Wir haben in vielen Bereichen das Benchmarking. Wir haben in der letzten Legislaturperiode zum Beispiel im Sozialbereich über die Kleiderpauschale gesprochen, ein Thema, das uns in der SPD-Fraktion sehr belastet hat. Wir mussten diese Kleiderpauschale aufgrund eines Benchmarkings kürzen. Wenn wir in dem Bereich Benchmarking anwenden, dann frage ich mich allerdings, warum wir das Prinzip nicht

auch bei der Personalausstattung der Finanzämter anwenden!

(Abg. Frau L i n n e r t [Bündnis 90/Die Grünen]: Muss man ja auch nicht!)

Das sehe ich auch so, Frau Linnert!

Es wurde zum Beispiel bei einem Finanzamt einmal eine Modellrechnung durchgeführt, nach dem Motto „Schnell arbeiten, quantitative Erledigung“ oder aber „Nach Recht und Gesetz“, ohne pingelig arbeiten zu wollen. Bei dieser Modellrechnung hat man festgestellt, dass die sorgfältigere Bearbeitung zwar mehr Zeit und dadurch mehr Personal kostet, aber netto viel Geld, nämlich Steuereinnahmen, übrig bleibt, und zwar nach Verrechnung Bund/Land, Personalkosten, Pensionsrückstellungen, Länderfinanzausgleich und so weiter. Auch betriebswirtschaftlich wäre es also sinnvoll, über eine angemessene Personalausstattung nachzudenken und das umzusetzen.

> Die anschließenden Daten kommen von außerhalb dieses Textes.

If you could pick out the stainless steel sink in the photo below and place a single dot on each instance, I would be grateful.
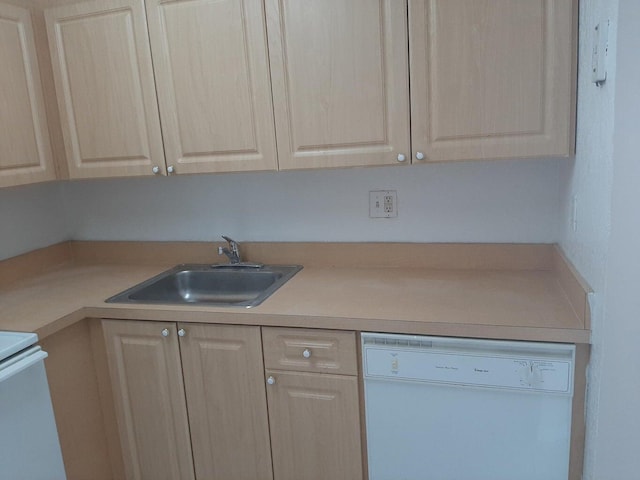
(242, 285)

Wir haben diese Personalminderbestände ja in allen Bereichen der Finanzämter, wie bei der Steuerfahndung, ein ganz wichtiger Bereich, bei der Umsatzsteuersonderprüfung und bei der Betriebsprüfung. Ich möchte gern zwei Bereiche hier besonders betonen: als Erstes die Umsatzsteuersonderprüfungen. Herr Jägers hat schon den Betrag genannt, bundesweit liegen hier 20 Milliarden Euro Verkürzungsbeträge vor. Wenn ich jetzt den Königsteiner Schlüssel auf Bremen anwende, so bleiben für Bremen 200 Millionen Euro übrig. Für diese Hinterziehungstatbestände, für den Versuch, hier etwas zu bekämpfen, hat man zwei Mitarbeiter abgestellt. Zwei Personen für 200 Millionen Euro Umsatzsteuerhinterziehungsbeträge! Meinen Sie, das ist sinnvoll? Ich nicht!

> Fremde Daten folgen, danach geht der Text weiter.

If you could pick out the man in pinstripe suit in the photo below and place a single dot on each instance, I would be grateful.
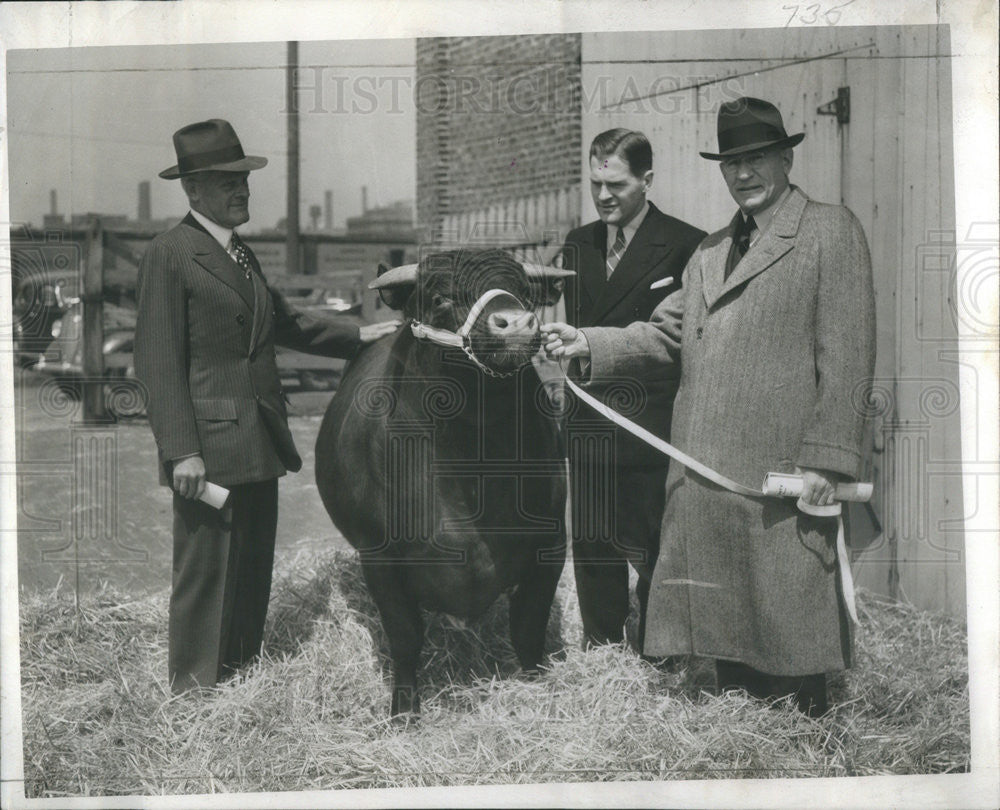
(206, 330)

Zweiter Bereich: Frau Ahrens hat schon den Minderbestand bei der Betriebsprüfung dargestellt. Diese Zahl stimmt. Im Jahr 2007 werden 37 Mitarbeiter fehlen, das sind 50 Prozent der benötigten Anzahl. Was ich jetzt nicht verstehe, meine Kollegin Frau Wiedemeyer hat bei den Haushaltsberatungen den Antrag gestellt, natürlich für die SPD-Fraktion, für zehn zusätzliche Betriebsprüfer und Betriebsprüferinnen Stellen zu schaffen. Man kann nun diese Personen nicht schnitzen, aber wir hätten die Möglichkeit gehabt, ausgebildetes Personal aus Berlin und Mecklenburg-Vorpommern zu bekommen. Die Refinanzierung wäre dadurch sichergestellt worden, dass aufgrund dieses Einsatzes mehr Steuereinnahmen möglich gewesen wären.

Nun verstehe ich die Welt nicht mehr! Frau Ahrens hat das eigentlich unterstützt, aber die CDU hat diesen Antrag auf Schaffung der zehn Stellen abgelehnt, und dadurch konnte das nicht Bestandteil des Haushalts werden. Das ist mir ein Rätsel, aber vielleicht kann das die CDU noch einmal aufklären!

(Beifall bei der SPD)

Ich kann dieses Nein, was ja eben bei den Haushaltsberatungen vorgetragen worden ist, überhaupt nicht verstehen. Das ist doch eigentlich wie ein Dreisatz. Ich weiß nicht, können Sie keinen Dreisatz anwenden? Ich bin gern bereit, es Ihnen zu erklären! Normalerweise müssten das hier alle beherrschen, es ist ja Bestandteil des Unterrichts in den Schulen und sogar in den Grundschulen. Sollen die Staatsausgaben denn nur durch Lohnsteuer finanziert werden? Will die CDU durch unsere Republik ziehen, um Unternehmen nach Bremen mit dem Hinweis auf den maßvollen Gesetzesvollzug bei den Steuerfestsetzungen zu locken? Ich bezweifle, ob das im Sinne der hanseatisch denkenden und handelnden Unternehmen hier in Bremen ist!